Orthopedic Coding Alert

Reader Questions:

Don't Stop Reading Op Report Halfway Through

Question: Our surgeon performed a complete T7 and partial T6 corpectomy with vertebroplasty, followed by spine stabilization using pedicle screws. I submitted 63087 for the corpectomy, 63088 for the additional-level corpectomy, 22899 for the vertebroplasty and 22842 for pedicle screw instrumentation. Medicare denied the 22842, saying that this was an add-on code for which we did not provide a primary procedure. Is this correct?


Texas Subscriber
 

Answer: Based on your description, you correctly reported 63087 (Vertebral corpectomy [vertebral body resection], partial or complete, combined thoracolumbar approach with decompression of spinal cord, cauda equina or nerve root[s], lower thoracic or lumbar; single segment) and +63088 (... each additional segment [list separately in addition to code for primary procedure]) for the T7/partial T6 corpectomy. Your payer's denial most likely stems from your use of 22899 (Unlisted procedure, spine) to describe the "vertebroplasty."

Various practitioners and insurers provide different meanings for vertebroplasty, which can be a fairly generic term. Therefore, you should be especially sure to read the entire operative note (rather than just the "procedures performed" header) and, if necessary, speak to the surgeon to determine exactly what he did.
 
Most surgeons define vertebroplasty as injecting medical-grade bone cement (PMMA) under radiological guidance into a compressed vertebra. The cement typically hardens in 15 minutes to an hour, thereby stabilizing the vertebra.
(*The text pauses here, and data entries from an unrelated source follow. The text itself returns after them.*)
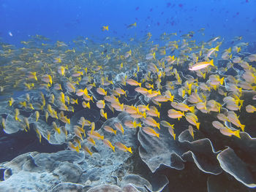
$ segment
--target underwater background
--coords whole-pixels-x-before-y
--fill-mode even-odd
[[[0,0],[0,192],[255,191],[255,7]]]

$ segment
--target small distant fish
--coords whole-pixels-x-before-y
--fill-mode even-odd
[[[134,27],[135,27],[135,26],[137,26],[137,23],[136,23],[136,22],[135,22],[135,23],[132,23],[132,24],[128,25],[128,26],[127,26],[127,28],[134,28]]]
[[[195,64],[192,65],[192,66],[189,66],[189,70],[190,71],[197,71],[200,69],[203,69],[208,66],[214,66],[214,60],[211,60],[208,61],[202,61],[199,63],[196,63]]]
[[[102,26],[102,30],[104,31],[108,31],[108,26]]]
[[[10,37],[13,37],[12,33],[11,31],[9,31],[9,32],[8,32],[8,34],[9,34]]]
CPT contains three codes to describe vertebroplasty, depending on the area(s) the surgeon treats:
 

  • 22520 - Percutaneous vertebroplasty, one vertebral body, unilateral or bilateral injection; thoracic
     
  • 22521 - ... lumbar
     
  • +22522 - ... each additional thoracic or lumbar vertebral body (list separately in addition to code for primary procedure).

    In your case, however, the surgeon more likely performed spinal fusion and reconstruction (which some surgeons may also refer to as vertebroplasty, but is defined in CPT as arthrodesis).

    Because your surgeon used a thoracolumbar approach, you should report 22610 (Arthrodesis, posterior or posterolateral technique, single level; thoracic [with or without lateral transverse technique]) for the initial (T6-T7) level and +22614 (... each additional vertebral segment [list separately in addition to code for primary procedure]) for the additional (T7-T8) level.

    If, in fact, the surgeon performed arthrodesis as described by 22610/22614, you may properly report 22842 (Posterior segmental instrumentation [e.g., pedicle fixation, dual rods with multiple hooks and sublaminar wires]; 3 to 6 vertebral segments) to describe the pedicle screw instrumentation. Medicare payers will accept the arthrodesis (22610) as the primary code for the instrumentation.